On se perd un peu dans les dédales du bâtiment dont les couloirs se ressemblent , avant d’aller découvrir la salle. Ici, pas de scène. Les artistes jouent à même le sol, les fauteuils (gris souris tout doux) sont élevés comme dans un amphithéâtre.

Lors de la visite, notre guide Ludovic Rétif (qui est notamment chargé d’action culturelle à la Soufflerie) nous explique que la salle est faite pour accueillir surtout de la musique acoustique : tout est conçu pour cela dans la salle, jusqu’aux fauteuils !

Petite pause après la visite, on monte tout en haut, au dernier rang : on en aurait presque le vertige.

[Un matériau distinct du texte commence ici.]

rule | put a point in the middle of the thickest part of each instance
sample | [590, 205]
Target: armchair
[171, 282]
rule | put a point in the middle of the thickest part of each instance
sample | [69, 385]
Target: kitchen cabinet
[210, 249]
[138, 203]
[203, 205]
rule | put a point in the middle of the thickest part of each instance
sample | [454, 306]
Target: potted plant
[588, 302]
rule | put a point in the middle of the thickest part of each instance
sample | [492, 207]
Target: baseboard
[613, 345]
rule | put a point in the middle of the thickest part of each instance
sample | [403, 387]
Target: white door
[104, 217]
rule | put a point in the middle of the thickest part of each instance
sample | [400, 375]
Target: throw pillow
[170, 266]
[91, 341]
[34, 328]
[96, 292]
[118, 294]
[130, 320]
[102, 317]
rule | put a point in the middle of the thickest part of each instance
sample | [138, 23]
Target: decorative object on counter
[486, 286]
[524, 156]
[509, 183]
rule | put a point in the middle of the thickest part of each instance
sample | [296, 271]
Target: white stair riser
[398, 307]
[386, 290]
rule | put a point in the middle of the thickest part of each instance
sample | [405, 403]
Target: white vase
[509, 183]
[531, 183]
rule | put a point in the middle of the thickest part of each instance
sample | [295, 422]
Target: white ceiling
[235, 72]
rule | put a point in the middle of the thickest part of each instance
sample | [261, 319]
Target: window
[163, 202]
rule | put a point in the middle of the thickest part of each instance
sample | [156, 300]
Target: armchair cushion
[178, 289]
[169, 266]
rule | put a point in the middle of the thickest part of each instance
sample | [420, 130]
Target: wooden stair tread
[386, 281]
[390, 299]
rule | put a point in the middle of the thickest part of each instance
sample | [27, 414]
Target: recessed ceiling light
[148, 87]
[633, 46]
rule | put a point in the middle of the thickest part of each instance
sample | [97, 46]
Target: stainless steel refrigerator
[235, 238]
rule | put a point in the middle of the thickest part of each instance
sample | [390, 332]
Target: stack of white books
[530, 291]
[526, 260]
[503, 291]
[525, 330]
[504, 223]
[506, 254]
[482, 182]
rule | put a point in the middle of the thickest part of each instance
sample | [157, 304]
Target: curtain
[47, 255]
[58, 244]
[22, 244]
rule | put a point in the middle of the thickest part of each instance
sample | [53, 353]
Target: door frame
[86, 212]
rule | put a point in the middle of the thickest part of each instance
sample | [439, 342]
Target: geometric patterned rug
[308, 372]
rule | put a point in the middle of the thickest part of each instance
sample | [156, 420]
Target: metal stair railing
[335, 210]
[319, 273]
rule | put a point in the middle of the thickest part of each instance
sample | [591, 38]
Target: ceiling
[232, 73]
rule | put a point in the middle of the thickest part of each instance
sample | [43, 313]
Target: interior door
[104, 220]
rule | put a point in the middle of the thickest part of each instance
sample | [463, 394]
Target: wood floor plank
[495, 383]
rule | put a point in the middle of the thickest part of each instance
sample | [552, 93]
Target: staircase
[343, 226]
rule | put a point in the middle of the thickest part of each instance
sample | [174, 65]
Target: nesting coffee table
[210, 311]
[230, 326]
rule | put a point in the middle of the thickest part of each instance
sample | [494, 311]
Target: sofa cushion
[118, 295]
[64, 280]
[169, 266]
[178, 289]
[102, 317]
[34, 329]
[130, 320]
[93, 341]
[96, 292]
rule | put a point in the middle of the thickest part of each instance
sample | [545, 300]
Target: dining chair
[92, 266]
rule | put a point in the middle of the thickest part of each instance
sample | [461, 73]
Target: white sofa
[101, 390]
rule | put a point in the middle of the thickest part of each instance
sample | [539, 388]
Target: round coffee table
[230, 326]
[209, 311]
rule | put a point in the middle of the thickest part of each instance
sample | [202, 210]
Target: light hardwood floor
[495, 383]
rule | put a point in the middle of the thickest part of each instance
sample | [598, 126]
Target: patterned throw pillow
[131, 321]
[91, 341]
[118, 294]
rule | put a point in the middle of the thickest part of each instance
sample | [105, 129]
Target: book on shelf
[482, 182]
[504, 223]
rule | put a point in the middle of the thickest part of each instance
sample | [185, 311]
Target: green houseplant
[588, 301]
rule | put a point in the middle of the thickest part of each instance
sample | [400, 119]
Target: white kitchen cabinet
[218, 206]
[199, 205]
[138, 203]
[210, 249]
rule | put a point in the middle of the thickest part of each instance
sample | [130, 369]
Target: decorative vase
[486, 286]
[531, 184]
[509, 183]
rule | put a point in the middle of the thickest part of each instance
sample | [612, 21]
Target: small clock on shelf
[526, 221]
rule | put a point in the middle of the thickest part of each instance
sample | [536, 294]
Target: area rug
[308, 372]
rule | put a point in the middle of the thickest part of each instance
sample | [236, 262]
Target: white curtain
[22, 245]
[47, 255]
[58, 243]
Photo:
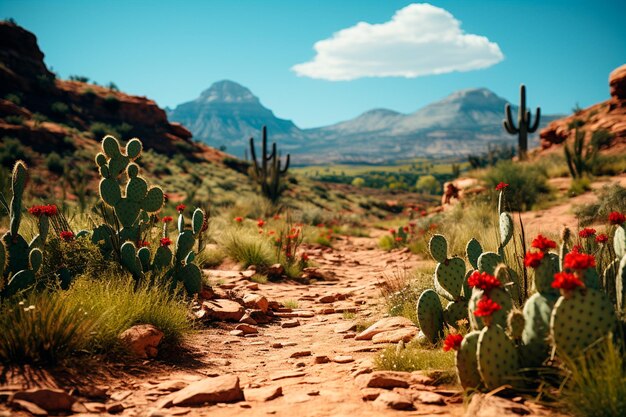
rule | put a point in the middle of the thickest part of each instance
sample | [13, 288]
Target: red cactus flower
[533, 259]
[483, 280]
[602, 238]
[566, 281]
[587, 232]
[617, 218]
[67, 235]
[486, 307]
[577, 260]
[501, 186]
[543, 243]
[452, 342]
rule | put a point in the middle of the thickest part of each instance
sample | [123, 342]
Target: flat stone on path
[384, 325]
[394, 336]
[223, 310]
[263, 394]
[221, 389]
[384, 379]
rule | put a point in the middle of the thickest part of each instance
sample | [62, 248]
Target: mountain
[464, 122]
[227, 114]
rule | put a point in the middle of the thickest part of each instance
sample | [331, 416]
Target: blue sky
[170, 51]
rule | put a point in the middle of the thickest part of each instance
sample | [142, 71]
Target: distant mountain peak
[227, 91]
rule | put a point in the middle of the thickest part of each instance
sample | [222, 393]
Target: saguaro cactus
[524, 125]
[268, 173]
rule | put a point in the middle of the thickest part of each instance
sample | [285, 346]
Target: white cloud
[419, 40]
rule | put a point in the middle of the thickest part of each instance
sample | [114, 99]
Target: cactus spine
[268, 172]
[524, 125]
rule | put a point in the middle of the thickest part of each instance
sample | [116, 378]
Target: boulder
[142, 340]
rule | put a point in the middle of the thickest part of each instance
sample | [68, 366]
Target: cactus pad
[488, 261]
[438, 246]
[430, 315]
[450, 275]
[467, 362]
[473, 251]
[498, 360]
[579, 321]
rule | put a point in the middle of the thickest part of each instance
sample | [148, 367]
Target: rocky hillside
[48, 114]
[227, 114]
[608, 117]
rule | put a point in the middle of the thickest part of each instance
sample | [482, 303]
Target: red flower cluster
[577, 260]
[617, 218]
[453, 341]
[501, 186]
[587, 232]
[67, 235]
[566, 281]
[486, 307]
[533, 259]
[543, 243]
[38, 211]
[602, 238]
[483, 280]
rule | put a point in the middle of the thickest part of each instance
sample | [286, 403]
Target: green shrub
[526, 183]
[44, 328]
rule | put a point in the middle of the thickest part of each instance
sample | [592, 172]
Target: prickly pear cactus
[430, 315]
[450, 275]
[467, 362]
[498, 361]
[580, 320]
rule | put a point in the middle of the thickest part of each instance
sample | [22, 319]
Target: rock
[51, 400]
[32, 408]
[223, 310]
[263, 394]
[393, 400]
[221, 389]
[142, 340]
[343, 359]
[394, 336]
[246, 328]
[284, 375]
[327, 299]
[319, 359]
[114, 408]
[430, 398]
[248, 319]
[383, 379]
[617, 82]
[370, 394]
[482, 405]
[384, 325]
[256, 301]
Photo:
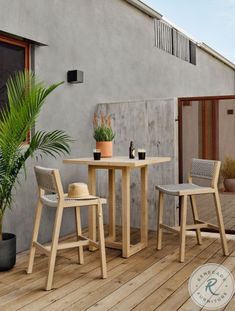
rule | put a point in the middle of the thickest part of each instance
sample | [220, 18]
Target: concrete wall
[226, 129]
[113, 43]
[150, 124]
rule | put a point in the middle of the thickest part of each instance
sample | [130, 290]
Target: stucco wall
[113, 43]
[152, 125]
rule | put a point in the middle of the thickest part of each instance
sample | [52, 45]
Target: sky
[208, 21]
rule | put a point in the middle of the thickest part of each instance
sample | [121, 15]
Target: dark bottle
[131, 151]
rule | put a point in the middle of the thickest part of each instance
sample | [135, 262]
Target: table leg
[112, 205]
[125, 212]
[144, 206]
[92, 209]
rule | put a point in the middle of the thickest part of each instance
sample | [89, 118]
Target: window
[14, 56]
[174, 42]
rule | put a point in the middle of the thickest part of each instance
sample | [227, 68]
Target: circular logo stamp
[211, 286]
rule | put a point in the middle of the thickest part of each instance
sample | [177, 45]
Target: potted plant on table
[103, 134]
[26, 96]
[228, 173]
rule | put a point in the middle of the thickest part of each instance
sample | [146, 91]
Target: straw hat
[79, 191]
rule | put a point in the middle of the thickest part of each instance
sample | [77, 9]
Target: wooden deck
[149, 280]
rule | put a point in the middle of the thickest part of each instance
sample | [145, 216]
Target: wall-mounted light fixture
[75, 76]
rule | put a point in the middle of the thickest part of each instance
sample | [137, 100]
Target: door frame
[187, 100]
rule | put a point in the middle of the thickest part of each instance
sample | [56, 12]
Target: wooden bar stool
[51, 194]
[203, 169]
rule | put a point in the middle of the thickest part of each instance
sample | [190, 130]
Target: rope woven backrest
[45, 178]
[205, 169]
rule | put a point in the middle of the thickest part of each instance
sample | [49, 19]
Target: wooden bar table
[125, 165]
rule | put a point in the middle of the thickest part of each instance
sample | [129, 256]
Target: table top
[118, 161]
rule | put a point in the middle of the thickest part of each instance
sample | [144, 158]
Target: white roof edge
[217, 55]
[145, 8]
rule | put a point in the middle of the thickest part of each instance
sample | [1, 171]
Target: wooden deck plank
[181, 293]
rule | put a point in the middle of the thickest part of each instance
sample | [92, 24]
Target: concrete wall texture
[113, 43]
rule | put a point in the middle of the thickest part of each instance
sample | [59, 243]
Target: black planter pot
[7, 251]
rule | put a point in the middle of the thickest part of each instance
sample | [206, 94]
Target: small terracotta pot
[106, 148]
[229, 184]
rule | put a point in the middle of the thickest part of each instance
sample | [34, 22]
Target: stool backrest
[49, 180]
[206, 169]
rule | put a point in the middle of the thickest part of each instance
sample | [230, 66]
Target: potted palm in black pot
[26, 96]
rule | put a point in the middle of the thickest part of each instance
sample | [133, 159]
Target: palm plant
[26, 96]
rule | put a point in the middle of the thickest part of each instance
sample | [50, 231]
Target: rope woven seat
[202, 169]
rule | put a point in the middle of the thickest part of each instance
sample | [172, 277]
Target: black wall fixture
[75, 76]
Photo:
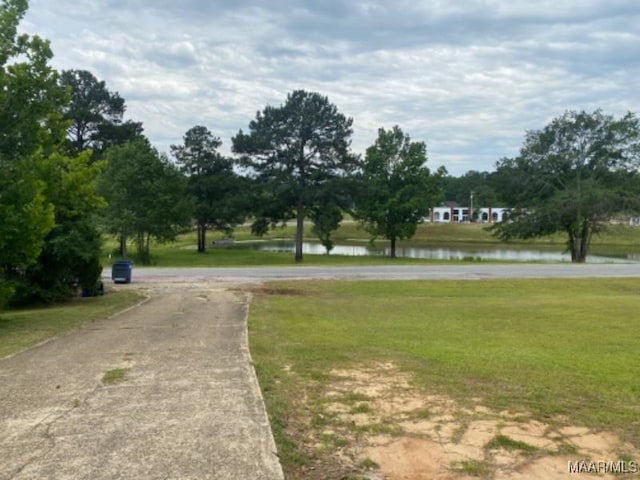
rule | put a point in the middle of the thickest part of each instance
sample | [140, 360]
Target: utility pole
[471, 207]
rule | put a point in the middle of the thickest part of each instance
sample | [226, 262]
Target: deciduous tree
[569, 177]
[397, 188]
[37, 183]
[147, 196]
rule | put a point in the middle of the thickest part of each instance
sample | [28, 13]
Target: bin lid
[123, 263]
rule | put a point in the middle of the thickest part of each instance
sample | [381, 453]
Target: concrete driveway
[189, 406]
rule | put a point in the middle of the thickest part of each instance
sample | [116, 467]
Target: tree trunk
[579, 240]
[299, 229]
[202, 237]
[123, 244]
[392, 253]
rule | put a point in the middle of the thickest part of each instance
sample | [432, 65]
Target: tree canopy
[95, 114]
[571, 177]
[397, 187]
[146, 194]
[46, 197]
[293, 150]
[215, 187]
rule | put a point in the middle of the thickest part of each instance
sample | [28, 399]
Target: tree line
[72, 168]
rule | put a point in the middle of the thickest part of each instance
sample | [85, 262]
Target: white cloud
[468, 77]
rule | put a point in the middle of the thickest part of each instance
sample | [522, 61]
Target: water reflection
[435, 253]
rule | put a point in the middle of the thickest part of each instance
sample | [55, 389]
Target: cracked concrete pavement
[188, 407]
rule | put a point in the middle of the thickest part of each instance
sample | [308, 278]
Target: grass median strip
[563, 351]
[23, 328]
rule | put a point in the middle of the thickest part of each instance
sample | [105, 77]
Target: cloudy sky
[467, 77]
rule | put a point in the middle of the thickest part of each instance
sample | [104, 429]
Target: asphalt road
[390, 272]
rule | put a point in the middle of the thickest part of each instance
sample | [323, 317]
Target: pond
[435, 253]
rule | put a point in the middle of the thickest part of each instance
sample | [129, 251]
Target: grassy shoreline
[617, 240]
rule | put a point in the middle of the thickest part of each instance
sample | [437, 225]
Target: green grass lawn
[554, 348]
[23, 328]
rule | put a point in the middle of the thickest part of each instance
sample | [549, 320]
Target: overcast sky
[467, 77]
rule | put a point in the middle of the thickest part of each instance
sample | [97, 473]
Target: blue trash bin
[121, 271]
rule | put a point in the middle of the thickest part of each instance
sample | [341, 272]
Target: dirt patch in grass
[375, 425]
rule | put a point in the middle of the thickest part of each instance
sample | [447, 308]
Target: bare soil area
[386, 429]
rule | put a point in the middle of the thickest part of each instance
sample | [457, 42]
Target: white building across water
[454, 213]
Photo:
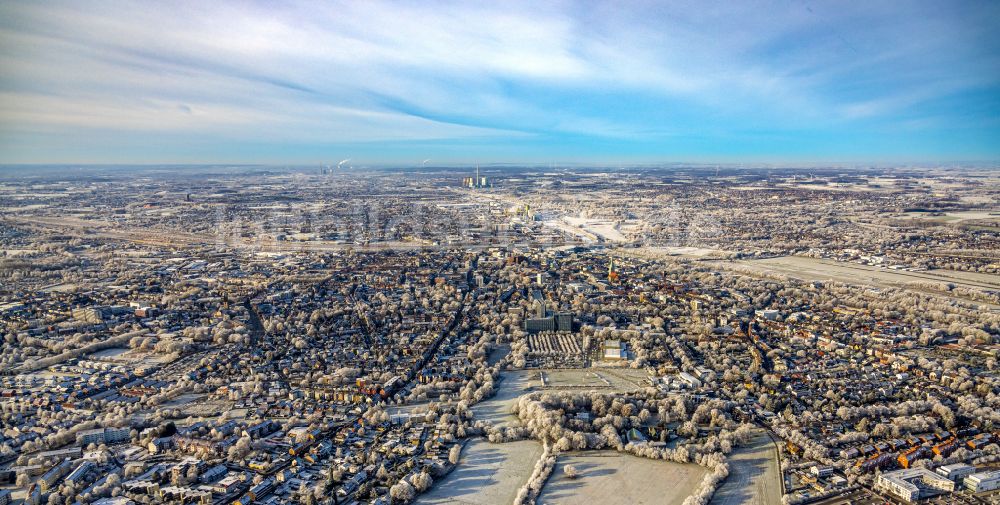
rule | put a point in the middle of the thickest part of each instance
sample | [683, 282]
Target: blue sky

Et pourtant chose incroyable on reste quand même proche de la scène.

Je découvre le groupe Cabadzi ce soir-là. J’ai surtout été séduite par leur format hybride avec du violon, une guitare, le beatbox et - je l’avoue - des paroles en français. Juste avant le concert, je me demande soudain comment le groupe va pouvoir faire du beatbox en acoustique... Car oui je pensais vraiment que le beatbox c’était avec un micro et une petite machine qui enregistre les sons.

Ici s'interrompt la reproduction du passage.